Bell, 78, from Ramoan Gardens in West Belfast, was arrested in March of last year and charged with IRA affiliation and aiding and abetting in McConville’s abduction and murder.
The key piece of evidence against Bell is the interview he reportedly gave to the failed Boston College Oral History Project.
The paramilitaries were told the tapes would only be made public after their deaths. However, after a series of court cases in the U.S., some of the content was handed over to the Northern Ireland authorities last year.
The prosecution alleges Bell said on the tapes, “Well, [McConville’s] a tout and the fact she’s a woman shouldn’t save her.”

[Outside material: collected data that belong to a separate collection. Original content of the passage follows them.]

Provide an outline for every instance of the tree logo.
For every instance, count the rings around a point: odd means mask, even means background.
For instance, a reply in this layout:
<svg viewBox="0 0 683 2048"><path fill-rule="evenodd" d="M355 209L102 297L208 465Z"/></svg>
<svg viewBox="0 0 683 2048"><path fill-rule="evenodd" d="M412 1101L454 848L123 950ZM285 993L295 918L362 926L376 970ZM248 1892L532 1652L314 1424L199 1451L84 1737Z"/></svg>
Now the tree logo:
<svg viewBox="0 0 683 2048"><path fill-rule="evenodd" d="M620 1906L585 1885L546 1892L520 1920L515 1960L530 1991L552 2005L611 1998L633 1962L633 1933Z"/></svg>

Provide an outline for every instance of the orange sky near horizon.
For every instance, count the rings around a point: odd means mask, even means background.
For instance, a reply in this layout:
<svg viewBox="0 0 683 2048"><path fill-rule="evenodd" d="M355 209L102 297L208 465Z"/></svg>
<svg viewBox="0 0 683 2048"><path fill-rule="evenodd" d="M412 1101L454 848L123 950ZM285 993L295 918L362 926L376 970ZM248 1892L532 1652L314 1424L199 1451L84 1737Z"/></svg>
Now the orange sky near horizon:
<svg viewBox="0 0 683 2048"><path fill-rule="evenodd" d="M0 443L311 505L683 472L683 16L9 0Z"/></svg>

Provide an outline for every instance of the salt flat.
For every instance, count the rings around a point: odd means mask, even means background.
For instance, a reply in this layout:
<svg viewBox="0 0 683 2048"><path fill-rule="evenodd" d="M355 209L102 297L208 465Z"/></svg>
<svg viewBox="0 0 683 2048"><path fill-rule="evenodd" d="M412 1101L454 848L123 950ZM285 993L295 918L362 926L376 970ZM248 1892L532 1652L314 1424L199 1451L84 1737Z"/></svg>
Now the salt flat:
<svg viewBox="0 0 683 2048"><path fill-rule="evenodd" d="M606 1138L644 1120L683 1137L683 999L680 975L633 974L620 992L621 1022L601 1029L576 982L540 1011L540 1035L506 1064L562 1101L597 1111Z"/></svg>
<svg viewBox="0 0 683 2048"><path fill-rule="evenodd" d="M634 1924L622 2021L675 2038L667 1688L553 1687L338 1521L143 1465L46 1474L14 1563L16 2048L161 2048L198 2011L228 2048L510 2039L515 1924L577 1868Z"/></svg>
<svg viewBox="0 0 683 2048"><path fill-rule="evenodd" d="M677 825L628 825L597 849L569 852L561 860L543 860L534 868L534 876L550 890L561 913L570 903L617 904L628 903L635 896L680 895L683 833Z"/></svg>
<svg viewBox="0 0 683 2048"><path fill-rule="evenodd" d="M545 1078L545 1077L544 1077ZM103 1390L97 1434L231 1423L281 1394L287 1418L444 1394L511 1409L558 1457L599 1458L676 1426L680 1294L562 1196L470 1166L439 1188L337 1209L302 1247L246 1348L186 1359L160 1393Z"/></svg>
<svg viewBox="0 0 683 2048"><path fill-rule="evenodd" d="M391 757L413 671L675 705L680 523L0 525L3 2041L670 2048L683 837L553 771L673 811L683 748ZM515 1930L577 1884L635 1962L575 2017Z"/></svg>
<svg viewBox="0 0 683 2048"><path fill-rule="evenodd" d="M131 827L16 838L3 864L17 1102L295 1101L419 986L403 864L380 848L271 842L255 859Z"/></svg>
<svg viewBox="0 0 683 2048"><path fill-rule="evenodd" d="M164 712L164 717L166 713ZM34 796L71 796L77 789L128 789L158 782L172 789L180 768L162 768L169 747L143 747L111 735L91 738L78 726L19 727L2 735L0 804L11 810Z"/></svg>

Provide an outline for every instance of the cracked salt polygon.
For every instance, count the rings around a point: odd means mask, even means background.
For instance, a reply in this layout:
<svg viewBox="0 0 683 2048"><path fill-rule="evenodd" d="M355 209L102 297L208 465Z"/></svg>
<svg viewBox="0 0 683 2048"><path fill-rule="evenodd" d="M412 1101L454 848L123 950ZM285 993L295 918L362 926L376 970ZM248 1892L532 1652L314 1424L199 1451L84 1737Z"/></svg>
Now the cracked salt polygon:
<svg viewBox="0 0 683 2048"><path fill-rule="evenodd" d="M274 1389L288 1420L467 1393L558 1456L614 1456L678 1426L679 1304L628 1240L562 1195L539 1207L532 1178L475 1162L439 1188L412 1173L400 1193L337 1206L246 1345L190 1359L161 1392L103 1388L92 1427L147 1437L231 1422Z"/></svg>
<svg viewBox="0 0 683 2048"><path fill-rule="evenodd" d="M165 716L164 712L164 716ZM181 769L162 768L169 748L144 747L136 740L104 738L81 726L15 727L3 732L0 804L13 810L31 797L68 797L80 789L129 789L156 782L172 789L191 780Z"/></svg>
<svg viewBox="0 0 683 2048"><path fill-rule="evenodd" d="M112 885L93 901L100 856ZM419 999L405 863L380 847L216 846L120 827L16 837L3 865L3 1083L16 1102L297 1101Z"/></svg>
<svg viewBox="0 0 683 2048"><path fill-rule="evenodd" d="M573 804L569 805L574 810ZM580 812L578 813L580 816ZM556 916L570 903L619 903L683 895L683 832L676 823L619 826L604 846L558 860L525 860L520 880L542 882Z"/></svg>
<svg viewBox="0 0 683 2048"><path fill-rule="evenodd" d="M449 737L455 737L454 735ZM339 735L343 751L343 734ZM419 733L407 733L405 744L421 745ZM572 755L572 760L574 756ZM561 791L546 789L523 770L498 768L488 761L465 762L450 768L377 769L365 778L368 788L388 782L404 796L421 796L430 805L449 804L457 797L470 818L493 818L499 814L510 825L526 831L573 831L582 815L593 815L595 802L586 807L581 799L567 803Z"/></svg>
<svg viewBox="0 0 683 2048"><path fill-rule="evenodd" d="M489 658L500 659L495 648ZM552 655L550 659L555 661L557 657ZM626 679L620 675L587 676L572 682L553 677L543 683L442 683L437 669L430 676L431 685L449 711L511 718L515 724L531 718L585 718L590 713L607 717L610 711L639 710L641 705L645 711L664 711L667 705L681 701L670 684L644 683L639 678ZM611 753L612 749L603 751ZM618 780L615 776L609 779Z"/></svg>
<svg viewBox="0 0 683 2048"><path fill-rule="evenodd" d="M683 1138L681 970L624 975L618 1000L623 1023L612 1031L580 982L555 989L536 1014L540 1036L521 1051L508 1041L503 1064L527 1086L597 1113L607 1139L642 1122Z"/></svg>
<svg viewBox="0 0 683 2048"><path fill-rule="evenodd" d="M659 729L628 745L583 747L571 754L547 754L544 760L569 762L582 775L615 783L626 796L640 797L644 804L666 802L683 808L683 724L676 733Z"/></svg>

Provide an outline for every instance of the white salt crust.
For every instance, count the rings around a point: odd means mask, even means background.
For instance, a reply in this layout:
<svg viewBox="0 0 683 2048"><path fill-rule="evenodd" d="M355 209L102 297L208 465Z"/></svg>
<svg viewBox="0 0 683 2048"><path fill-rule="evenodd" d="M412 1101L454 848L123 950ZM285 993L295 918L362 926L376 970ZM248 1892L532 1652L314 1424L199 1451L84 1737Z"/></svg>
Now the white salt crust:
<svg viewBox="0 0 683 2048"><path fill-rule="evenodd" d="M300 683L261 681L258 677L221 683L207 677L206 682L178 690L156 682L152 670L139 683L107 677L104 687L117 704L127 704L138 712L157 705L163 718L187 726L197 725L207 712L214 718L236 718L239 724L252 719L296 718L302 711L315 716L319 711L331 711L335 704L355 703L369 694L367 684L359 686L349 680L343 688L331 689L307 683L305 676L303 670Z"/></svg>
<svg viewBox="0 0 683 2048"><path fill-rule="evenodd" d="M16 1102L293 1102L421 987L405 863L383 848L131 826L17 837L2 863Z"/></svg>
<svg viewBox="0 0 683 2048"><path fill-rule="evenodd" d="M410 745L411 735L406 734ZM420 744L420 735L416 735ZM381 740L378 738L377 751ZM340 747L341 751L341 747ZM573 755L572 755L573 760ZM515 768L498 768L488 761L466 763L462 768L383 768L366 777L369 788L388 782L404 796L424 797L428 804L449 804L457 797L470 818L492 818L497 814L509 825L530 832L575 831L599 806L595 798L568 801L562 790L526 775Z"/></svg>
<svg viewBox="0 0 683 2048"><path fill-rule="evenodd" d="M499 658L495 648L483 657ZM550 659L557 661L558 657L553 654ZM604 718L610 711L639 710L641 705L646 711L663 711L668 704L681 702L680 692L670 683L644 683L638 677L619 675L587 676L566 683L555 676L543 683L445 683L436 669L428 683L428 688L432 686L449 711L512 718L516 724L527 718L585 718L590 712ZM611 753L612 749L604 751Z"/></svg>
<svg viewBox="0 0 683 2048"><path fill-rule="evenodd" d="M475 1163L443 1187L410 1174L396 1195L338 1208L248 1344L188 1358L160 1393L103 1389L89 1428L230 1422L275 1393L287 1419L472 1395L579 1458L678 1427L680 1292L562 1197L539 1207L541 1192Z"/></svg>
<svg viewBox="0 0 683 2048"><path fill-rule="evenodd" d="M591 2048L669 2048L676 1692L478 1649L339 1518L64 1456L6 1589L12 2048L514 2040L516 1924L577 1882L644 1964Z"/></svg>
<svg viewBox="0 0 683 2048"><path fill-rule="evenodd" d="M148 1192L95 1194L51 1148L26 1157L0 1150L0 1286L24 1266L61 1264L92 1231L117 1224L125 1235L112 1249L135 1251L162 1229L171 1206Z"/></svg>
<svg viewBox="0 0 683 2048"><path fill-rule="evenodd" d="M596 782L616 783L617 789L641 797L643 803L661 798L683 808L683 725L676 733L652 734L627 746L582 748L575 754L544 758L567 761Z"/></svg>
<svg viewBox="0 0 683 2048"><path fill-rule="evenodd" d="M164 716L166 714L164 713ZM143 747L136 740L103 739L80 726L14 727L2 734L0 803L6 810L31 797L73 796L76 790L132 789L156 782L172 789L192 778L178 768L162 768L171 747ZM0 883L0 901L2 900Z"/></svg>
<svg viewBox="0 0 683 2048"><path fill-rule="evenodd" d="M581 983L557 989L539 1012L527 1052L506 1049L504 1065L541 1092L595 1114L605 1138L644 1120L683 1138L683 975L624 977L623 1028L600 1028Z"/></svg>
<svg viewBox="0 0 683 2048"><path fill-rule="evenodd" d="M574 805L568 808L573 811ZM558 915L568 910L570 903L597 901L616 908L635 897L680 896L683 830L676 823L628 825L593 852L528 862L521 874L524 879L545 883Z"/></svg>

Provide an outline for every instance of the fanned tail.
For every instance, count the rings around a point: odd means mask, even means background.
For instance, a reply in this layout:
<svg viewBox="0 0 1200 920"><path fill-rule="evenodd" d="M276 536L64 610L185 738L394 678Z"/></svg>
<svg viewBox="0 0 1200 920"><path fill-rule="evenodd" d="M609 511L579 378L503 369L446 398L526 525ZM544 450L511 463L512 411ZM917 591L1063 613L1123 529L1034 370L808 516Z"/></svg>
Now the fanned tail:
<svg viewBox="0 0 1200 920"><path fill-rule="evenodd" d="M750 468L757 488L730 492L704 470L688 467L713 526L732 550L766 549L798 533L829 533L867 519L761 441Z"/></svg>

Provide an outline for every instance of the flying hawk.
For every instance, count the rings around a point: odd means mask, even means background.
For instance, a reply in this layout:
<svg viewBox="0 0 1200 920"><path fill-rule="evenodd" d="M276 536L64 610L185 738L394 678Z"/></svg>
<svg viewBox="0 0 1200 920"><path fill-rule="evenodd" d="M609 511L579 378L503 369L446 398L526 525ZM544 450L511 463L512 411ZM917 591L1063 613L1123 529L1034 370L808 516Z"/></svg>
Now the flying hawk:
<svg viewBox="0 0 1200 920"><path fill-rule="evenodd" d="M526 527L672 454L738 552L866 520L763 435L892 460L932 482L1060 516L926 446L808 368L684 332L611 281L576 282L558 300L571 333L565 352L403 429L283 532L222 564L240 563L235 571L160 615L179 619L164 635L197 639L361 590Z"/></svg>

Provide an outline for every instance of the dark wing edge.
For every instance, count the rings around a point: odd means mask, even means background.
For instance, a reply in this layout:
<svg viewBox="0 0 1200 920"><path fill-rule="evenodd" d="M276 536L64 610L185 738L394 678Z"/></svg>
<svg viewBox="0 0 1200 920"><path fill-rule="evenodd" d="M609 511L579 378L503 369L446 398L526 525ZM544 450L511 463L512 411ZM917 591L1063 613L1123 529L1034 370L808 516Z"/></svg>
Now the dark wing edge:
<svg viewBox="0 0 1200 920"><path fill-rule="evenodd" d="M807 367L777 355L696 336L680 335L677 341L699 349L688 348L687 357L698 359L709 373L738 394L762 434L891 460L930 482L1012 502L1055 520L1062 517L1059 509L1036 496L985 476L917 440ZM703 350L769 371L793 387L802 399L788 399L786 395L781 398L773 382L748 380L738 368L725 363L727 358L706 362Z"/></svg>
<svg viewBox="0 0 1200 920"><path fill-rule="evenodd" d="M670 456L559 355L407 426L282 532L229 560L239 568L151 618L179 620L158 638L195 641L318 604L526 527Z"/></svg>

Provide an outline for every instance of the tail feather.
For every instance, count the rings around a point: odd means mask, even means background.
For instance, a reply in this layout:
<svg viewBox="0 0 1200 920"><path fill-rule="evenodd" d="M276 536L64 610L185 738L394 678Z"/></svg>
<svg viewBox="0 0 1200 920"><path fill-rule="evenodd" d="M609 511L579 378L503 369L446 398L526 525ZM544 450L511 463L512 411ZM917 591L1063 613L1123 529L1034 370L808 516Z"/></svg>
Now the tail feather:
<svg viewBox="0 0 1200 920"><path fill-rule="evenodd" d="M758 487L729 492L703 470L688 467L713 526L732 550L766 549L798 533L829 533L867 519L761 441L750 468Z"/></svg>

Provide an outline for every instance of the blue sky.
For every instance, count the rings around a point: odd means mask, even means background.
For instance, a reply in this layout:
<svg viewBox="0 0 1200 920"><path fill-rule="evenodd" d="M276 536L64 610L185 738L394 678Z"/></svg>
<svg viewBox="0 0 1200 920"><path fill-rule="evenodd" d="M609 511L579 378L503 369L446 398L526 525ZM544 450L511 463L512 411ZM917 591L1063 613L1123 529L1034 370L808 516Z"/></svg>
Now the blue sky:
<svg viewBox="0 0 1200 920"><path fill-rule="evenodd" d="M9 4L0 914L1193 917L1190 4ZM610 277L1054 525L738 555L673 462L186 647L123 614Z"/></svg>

McConville was taken from her home in front of her 10 children, interrogated and murdered by a group of 12 IRA men and women in December 1972. She became known as one of “The Disappeared,” those whose bodies weren’t recovered for years afterwards. McConville’s remains were found on a beach in Co. Louth in August 2003.
The IRA claimed she was an informer, although that was later dismissed after an investigation by the Northern Ireland Police Ombudsman.
Michael and Suzanna, two of McConville’s children, were in the public gallery for the deliberation, and their brothers Thomas and James were also present.
“We are just glad the way it has went,” Michael commented after the trial. “It’s in the hands of the court and police now. We are just waiting to see the outcome and will just keep an open mind until then.”
Bell, who was granted bail after this initial arrest last year, was released again on continuing bail.
He will be back in court in six weeks time.
Bell has denied all charges. His lawyer, Peter Corrigan, commented that due to Bell’s advanced age and ill health, he has the right to a fast trial.
“In those circumstances, bearing in mind his age and his health issues, he’s entitled to a speedy trial,” he said.